Satellite companies OneWeb and Eutelsat have agreed a $3.4 billion merger to create a player in global Internet connections that competes with SpaceX’s Starlink and Amazon’s Kuiper. Combined, the two companies say they will combine low-Earth orbit satellites that provide shorter lag and faster connections with geostationary satellites that have greater capability and cover wider areas, with Hee OneWeb continues to operate as its own brand under Eutelsat.
France-based Eutelsat provides television and internet through 36 satellites in geostationary orbits around the Earth’s equator. OneWeb, which launched its first Internet-broadcast satellite in early 2019, currently has about 428 of the 648 satellites it plans as part of its group and so far as a provider to governments and others. Deals focused on working as Businesses like AT&T.
Amazon’s low-Earth orbit satellite Internet venture Project Kuiper has booked 83 launch flights over a five-year period to deliver its planned constellation of 3,236 satellites, but has yet to make any launches. SpaceX Starlink, by comparison, has already launched thousands of satellites, has more than 250,000 customers, and is currently offering high-speed Internet service with multiple service options in dozens of countries. For more information on the current state of satellite-delivered Internet, take a look at our video describing the current state and potential impact of satellite Internet services.

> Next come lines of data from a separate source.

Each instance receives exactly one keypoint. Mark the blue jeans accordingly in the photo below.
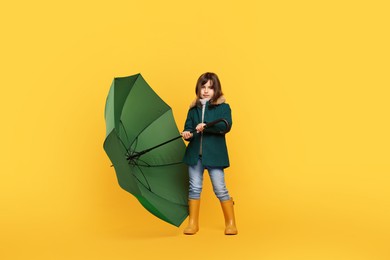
(217, 177)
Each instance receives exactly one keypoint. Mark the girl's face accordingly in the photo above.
(207, 90)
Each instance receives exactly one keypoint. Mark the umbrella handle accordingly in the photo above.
(216, 122)
(136, 155)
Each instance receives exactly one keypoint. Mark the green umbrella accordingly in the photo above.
(138, 123)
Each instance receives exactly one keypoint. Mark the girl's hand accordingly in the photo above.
(200, 127)
(186, 134)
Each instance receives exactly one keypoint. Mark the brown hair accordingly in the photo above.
(216, 84)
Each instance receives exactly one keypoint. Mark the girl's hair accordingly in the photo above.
(215, 83)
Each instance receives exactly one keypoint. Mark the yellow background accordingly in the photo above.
(308, 82)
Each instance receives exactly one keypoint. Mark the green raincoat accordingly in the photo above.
(214, 150)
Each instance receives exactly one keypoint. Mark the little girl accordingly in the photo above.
(207, 149)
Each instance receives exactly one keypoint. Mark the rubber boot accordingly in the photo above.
(193, 221)
(228, 212)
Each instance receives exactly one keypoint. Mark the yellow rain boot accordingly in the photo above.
(228, 212)
(193, 222)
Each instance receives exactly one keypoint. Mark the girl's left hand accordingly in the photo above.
(200, 127)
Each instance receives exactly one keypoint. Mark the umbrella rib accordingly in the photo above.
(149, 188)
(136, 138)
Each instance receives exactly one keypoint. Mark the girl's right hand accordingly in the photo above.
(186, 134)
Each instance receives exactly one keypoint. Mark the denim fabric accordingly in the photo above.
(217, 177)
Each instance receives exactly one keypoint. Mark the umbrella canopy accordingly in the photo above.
(136, 120)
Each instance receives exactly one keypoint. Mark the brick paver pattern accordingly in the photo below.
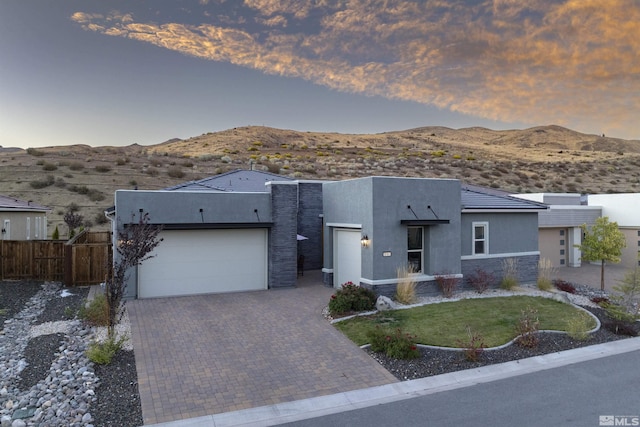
(208, 354)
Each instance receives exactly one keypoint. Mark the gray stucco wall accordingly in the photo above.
(508, 232)
(173, 207)
(379, 204)
(310, 223)
(176, 207)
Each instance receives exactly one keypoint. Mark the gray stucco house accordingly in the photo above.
(239, 231)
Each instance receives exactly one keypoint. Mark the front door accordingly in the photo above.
(347, 257)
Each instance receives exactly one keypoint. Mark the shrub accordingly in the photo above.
(447, 284)
(396, 344)
(96, 313)
(352, 298)
(527, 328)
(406, 289)
(102, 352)
(481, 280)
(578, 326)
(76, 166)
(175, 172)
(564, 286)
(473, 347)
(510, 273)
(545, 272)
(37, 184)
(34, 152)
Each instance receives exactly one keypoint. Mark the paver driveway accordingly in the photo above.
(208, 354)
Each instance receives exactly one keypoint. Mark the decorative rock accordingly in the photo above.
(385, 304)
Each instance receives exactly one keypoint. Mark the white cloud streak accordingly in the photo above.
(572, 62)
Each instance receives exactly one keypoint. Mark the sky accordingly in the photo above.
(115, 73)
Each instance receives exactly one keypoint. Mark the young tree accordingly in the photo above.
(136, 241)
(602, 242)
(73, 221)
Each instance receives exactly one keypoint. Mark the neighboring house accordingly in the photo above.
(560, 227)
(624, 209)
(22, 220)
(238, 231)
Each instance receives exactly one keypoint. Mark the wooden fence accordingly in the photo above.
(81, 261)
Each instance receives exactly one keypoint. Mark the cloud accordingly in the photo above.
(569, 62)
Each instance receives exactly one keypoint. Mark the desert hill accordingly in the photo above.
(543, 158)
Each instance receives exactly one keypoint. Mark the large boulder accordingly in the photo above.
(385, 304)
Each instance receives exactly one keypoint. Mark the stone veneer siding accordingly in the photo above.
(310, 223)
(527, 269)
(283, 266)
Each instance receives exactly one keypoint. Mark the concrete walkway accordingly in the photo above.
(342, 402)
(210, 354)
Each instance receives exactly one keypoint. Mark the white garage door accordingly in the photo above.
(189, 262)
(347, 257)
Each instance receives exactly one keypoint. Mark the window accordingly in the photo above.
(480, 238)
(415, 244)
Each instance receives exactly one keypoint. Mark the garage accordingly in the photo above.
(190, 262)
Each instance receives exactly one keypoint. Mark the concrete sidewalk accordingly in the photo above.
(342, 402)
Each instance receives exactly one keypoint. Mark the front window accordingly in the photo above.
(480, 238)
(415, 248)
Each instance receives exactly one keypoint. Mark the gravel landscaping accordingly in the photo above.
(46, 377)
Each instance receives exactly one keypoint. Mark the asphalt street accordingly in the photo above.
(573, 395)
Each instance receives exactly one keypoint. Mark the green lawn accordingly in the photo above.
(444, 324)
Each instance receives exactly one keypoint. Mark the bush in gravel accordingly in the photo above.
(352, 298)
(473, 346)
(621, 327)
(578, 327)
(564, 286)
(447, 284)
(102, 352)
(527, 328)
(394, 344)
(406, 289)
(481, 280)
(96, 313)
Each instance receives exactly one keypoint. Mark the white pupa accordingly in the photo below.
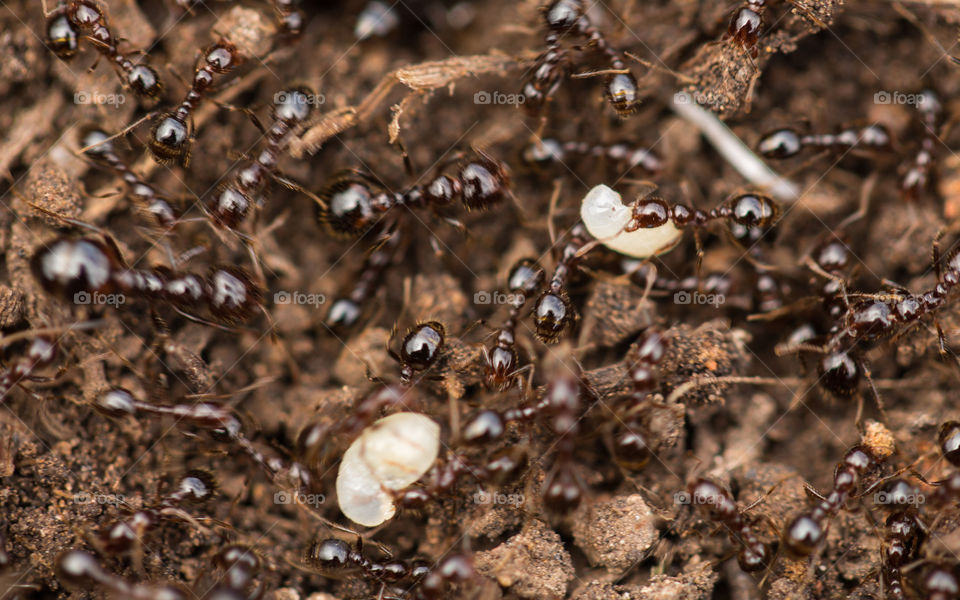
(604, 215)
(388, 455)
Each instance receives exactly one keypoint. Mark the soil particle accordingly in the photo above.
(615, 534)
(533, 563)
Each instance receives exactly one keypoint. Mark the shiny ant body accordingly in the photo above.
(71, 19)
(502, 361)
(567, 18)
(917, 178)
(786, 143)
(41, 352)
(355, 202)
(233, 202)
(101, 149)
(336, 559)
(171, 135)
(754, 554)
(551, 150)
(78, 269)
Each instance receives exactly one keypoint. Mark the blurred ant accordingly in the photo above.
(64, 26)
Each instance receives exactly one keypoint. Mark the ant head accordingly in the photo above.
(422, 344)
(839, 374)
(752, 216)
(349, 205)
(622, 93)
(84, 13)
(221, 57)
(62, 37)
(780, 144)
(144, 81)
(294, 105)
(69, 266)
(170, 139)
(552, 314)
(234, 297)
(485, 182)
(561, 16)
(526, 276)
(91, 135)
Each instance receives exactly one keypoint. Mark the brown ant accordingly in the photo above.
(40, 353)
(123, 535)
(100, 148)
(346, 310)
(555, 150)
(336, 559)
(631, 446)
(78, 269)
(525, 278)
(553, 312)
(567, 17)
(903, 534)
(744, 28)
(754, 554)
(233, 203)
(171, 135)
(81, 570)
(917, 178)
(786, 143)
(353, 203)
(806, 531)
(69, 19)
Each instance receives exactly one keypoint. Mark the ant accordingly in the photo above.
(208, 415)
(807, 530)
(525, 278)
(81, 570)
(292, 107)
(336, 559)
(631, 446)
(567, 17)
(353, 203)
(171, 135)
(553, 312)
(744, 27)
(121, 536)
(40, 353)
(917, 177)
(904, 532)
(875, 317)
(786, 142)
(69, 19)
(77, 269)
(717, 502)
(556, 151)
(346, 310)
(100, 148)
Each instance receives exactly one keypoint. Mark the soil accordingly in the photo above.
(767, 436)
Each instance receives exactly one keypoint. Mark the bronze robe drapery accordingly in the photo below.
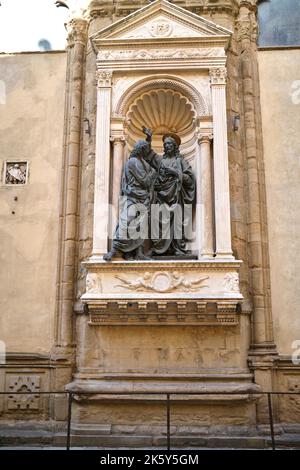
(172, 194)
(132, 229)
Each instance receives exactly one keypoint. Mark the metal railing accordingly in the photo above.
(168, 400)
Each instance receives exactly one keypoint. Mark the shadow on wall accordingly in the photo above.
(279, 22)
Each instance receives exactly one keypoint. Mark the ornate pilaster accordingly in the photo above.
(118, 142)
(102, 163)
(205, 196)
(262, 325)
(221, 173)
(77, 38)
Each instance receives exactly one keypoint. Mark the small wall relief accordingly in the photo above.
(16, 173)
(22, 383)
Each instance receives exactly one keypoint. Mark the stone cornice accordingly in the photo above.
(122, 8)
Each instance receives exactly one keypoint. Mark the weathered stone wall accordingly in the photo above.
(280, 103)
(32, 127)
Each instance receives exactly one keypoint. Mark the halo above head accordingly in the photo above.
(174, 136)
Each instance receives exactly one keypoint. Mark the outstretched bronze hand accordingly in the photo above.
(148, 133)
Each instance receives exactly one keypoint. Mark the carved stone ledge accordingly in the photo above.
(163, 313)
(162, 292)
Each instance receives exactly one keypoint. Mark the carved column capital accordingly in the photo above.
(218, 76)
(204, 138)
(250, 4)
(246, 24)
(104, 78)
(117, 139)
(77, 31)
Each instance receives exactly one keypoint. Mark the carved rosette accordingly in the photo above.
(104, 78)
(218, 76)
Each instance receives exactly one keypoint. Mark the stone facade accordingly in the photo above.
(201, 326)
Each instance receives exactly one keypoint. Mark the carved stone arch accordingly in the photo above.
(163, 82)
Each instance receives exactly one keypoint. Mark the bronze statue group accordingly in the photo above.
(159, 189)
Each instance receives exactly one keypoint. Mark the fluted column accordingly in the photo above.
(221, 172)
(102, 164)
(77, 38)
(118, 158)
(206, 197)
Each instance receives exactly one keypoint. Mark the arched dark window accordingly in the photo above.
(279, 23)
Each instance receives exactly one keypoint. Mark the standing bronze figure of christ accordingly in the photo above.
(155, 205)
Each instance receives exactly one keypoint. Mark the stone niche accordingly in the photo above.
(163, 325)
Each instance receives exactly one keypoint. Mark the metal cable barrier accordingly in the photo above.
(168, 401)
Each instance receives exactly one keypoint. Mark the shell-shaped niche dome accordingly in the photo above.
(163, 111)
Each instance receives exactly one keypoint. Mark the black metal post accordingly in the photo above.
(168, 422)
(69, 420)
(271, 421)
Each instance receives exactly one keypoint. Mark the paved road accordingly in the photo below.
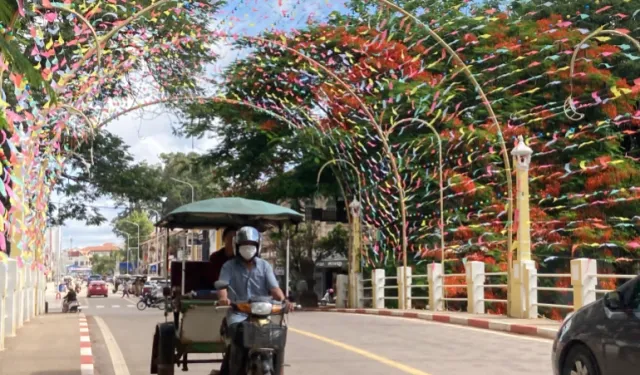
(323, 343)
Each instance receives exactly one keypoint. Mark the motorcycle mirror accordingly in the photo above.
(221, 285)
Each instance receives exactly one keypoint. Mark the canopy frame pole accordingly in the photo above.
(184, 265)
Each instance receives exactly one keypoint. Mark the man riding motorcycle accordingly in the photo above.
(248, 276)
(70, 297)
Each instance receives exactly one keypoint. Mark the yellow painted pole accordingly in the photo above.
(522, 158)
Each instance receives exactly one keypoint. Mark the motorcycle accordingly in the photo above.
(148, 300)
(71, 307)
(263, 335)
(328, 298)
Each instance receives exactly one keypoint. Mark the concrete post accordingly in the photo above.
(3, 293)
(435, 273)
(28, 293)
(11, 312)
(531, 292)
(20, 297)
(584, 281)
(342, 289)
(520, 293)
(475, 287)
(377, 288)
(359, 290)
(401, 287)
(41, 284)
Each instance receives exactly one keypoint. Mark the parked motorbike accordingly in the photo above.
(71, 307)
(328, 298)
(148, 300)
(264, 335)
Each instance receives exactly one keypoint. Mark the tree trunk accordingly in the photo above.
(308, 298)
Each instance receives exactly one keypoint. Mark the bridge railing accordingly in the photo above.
(583, 287)
(22, 297)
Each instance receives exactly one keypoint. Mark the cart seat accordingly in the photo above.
(201, 321)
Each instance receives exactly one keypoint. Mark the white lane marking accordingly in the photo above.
(117, 359)
(86, 369)
(479, 330)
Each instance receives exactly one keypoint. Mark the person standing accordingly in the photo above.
(220, 257)
(125, 289)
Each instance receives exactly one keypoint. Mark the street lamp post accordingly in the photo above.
(128, 250)
(355, 206)
(138, 246)
(193, 198)
(157, 239)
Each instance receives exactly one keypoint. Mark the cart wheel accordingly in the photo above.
(161, 305)
(154, 353)
(166, 349)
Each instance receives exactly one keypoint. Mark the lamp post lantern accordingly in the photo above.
(516, 306)
(354, 264)
(138, 245)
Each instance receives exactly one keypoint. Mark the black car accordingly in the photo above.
(602, 338)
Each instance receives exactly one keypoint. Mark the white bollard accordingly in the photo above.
(377, 288)
(359, 291)
(3, 293)
(20, 296)
(408, 280)
(435, 274)
(28, 293)
(475, 287)
(43, 293)
(342, 290)
(531, 289)
(584, 281)
(11, 312)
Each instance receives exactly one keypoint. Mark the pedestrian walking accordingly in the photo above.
(125, 289)
(61, 288)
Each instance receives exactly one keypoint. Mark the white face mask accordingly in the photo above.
(247, 251)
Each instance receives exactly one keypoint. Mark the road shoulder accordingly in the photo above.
(543, 328)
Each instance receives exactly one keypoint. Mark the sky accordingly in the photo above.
(149, 132)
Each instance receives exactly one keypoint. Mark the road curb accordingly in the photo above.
(527, 330)
(86, 355)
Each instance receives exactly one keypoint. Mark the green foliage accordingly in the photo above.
(103, 264)
(130, 225)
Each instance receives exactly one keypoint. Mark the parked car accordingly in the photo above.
(93, 278)
(97, 288)
(602, 337)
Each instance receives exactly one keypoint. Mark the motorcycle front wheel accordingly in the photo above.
(141, 305)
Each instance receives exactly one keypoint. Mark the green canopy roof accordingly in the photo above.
(225, 212)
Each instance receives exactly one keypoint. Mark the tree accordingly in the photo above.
(306, 249)
(103, 265)
(188, 168)
(124, 225)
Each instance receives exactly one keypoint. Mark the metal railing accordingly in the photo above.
(476, 295)
(494, 286)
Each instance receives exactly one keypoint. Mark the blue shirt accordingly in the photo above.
(247, 283)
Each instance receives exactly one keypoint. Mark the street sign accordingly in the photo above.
(331, 264)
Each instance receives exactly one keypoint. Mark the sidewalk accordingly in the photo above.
(47, 345)
(532, 327)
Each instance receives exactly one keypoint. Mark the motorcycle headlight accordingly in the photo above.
(261, 308)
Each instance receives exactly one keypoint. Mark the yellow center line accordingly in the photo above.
(391, 363)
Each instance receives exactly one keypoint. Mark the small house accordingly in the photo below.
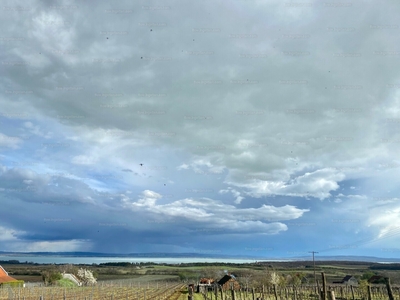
(73, 278)
(348, 280)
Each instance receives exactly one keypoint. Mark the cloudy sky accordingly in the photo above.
(249, 127)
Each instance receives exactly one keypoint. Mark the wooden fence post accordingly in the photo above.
(352, 292)
(332, 295)
(369, 292)
(323, 286)
(233, 294)
(389, 288)
(275, 293)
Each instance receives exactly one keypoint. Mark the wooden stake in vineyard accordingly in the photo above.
(323, 286)
(389, 288)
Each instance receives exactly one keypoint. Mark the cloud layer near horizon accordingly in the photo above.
(147, 125)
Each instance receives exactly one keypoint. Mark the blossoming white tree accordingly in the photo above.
(86, 277)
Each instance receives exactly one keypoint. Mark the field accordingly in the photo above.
(104, 290)
(169, 282)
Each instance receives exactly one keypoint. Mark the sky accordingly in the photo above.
(245, 127)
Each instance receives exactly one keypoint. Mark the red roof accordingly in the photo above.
(4, 276)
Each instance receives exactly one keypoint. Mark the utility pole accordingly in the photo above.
(315, 277)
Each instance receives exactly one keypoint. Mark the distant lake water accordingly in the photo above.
(98, 260)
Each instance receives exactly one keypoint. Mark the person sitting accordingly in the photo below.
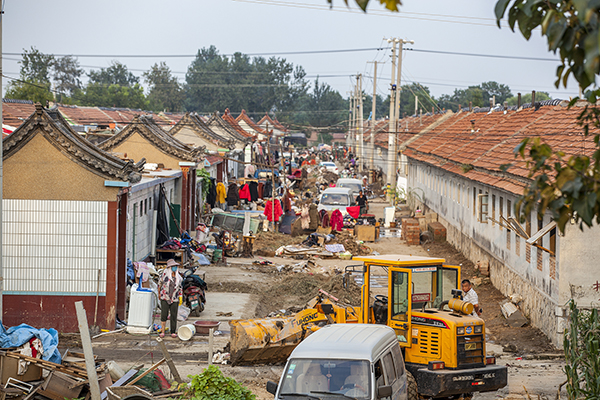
(361, 200)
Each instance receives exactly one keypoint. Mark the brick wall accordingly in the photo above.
(438, 231)
(411, 231)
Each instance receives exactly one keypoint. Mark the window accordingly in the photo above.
(501, 207)
(390, 371)
(483, 208)
(493, 209)
(508, 233)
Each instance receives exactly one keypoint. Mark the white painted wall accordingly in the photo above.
(53, 246)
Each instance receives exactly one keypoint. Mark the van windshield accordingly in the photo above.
(331, 199)
(346, 377)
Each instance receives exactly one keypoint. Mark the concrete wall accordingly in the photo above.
(514, 266)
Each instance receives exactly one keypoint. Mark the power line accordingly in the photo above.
(283, 53)
(453, 53)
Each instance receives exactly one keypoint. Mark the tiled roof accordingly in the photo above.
(486, 142)
(15, 112)
(244, 117)
(218, 122)
(58, 131)
(147, 128)
(200, 128)
(227, 117)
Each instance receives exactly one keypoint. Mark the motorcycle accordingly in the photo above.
(194, 296)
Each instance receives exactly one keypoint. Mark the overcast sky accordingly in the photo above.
(114, 28)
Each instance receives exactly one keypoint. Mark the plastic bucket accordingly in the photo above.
(186, 332)
(217, 255)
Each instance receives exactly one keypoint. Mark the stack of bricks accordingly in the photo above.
(438, 231)
(411, 231)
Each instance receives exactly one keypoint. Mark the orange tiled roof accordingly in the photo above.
(487, 141)
(15, 112)
(231, 121)
(244, 117)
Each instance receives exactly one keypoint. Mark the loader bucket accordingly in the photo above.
(252, 341)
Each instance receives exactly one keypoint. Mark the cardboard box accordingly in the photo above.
(9, 367)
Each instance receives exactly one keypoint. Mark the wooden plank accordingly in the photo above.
(86, 342)
(541, 232)
(170, 362)
(128, 375)
(152, 368)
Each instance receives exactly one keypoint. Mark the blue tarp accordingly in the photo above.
(16, 336)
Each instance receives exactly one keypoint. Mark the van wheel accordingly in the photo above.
(411, 387)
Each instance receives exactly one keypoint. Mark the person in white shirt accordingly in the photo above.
(470, 296)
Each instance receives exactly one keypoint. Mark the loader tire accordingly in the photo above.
(411, 387)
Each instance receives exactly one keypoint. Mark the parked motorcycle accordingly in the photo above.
(194, 296)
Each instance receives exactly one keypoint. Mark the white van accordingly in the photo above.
(340, 361)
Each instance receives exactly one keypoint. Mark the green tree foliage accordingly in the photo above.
(67, 76)
(212, 384)
(324, 107)
(114, 86)
(165, 92)
(526, 98)
(407, 99)
(568, 187)
(491, 89)
(34, 78)
(215, 82)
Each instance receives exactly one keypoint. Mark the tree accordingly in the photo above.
(114, 86)
(67, 74)
(491, 88)
(526, 98)
(165, 92)
(568, 188)
(34, 78)
(215, 82)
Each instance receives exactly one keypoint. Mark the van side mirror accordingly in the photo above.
(383, 391)
(272, 387)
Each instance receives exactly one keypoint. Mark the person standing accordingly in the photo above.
(169, 292)
(361, 200)
(470, 296)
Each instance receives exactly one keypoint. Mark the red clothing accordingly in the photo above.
(269, 210)
(353, 211)
(337, 220)
(245, 193)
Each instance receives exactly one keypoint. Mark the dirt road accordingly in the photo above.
(247, 290)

“Bringing our two businesses together will provide a global first by combining LEO Constellations and GEO assets to seize the significant growth opportunity in connectivity,” said Eutelsat Chairman Dominique D’. Hinnin said in a press release. “This combination will accelerate the commercialization of OneWeb’s fleet, while increasing the attractiveness of Eutelsat’s growth profile.”
OneWeb initially competed with SpaceX to provide Internet to the Arctic. In March 2021, the company launched 36 satellites into space and announced in July last year that it had completed its “five to 50” mission to provide coverage from the North Pole to the 50th parallel. It was targeting global coverage until June this year, but planned launches from Russia were cut after the country invaded Ukraine. As Russia launched in an effort to extract demands from OneWeb, the company was forced to switch to SpaceX as it wanted to round out its constellation.
Existing OneWeb shareholders will end up with a 50 percent stake in Eutelsat after the merger is completed, which could happen in the first half of 2023. The approval process also includes navigating the UK’s National Security and Investment Act to assess any potential threats. The merger may threaten national security.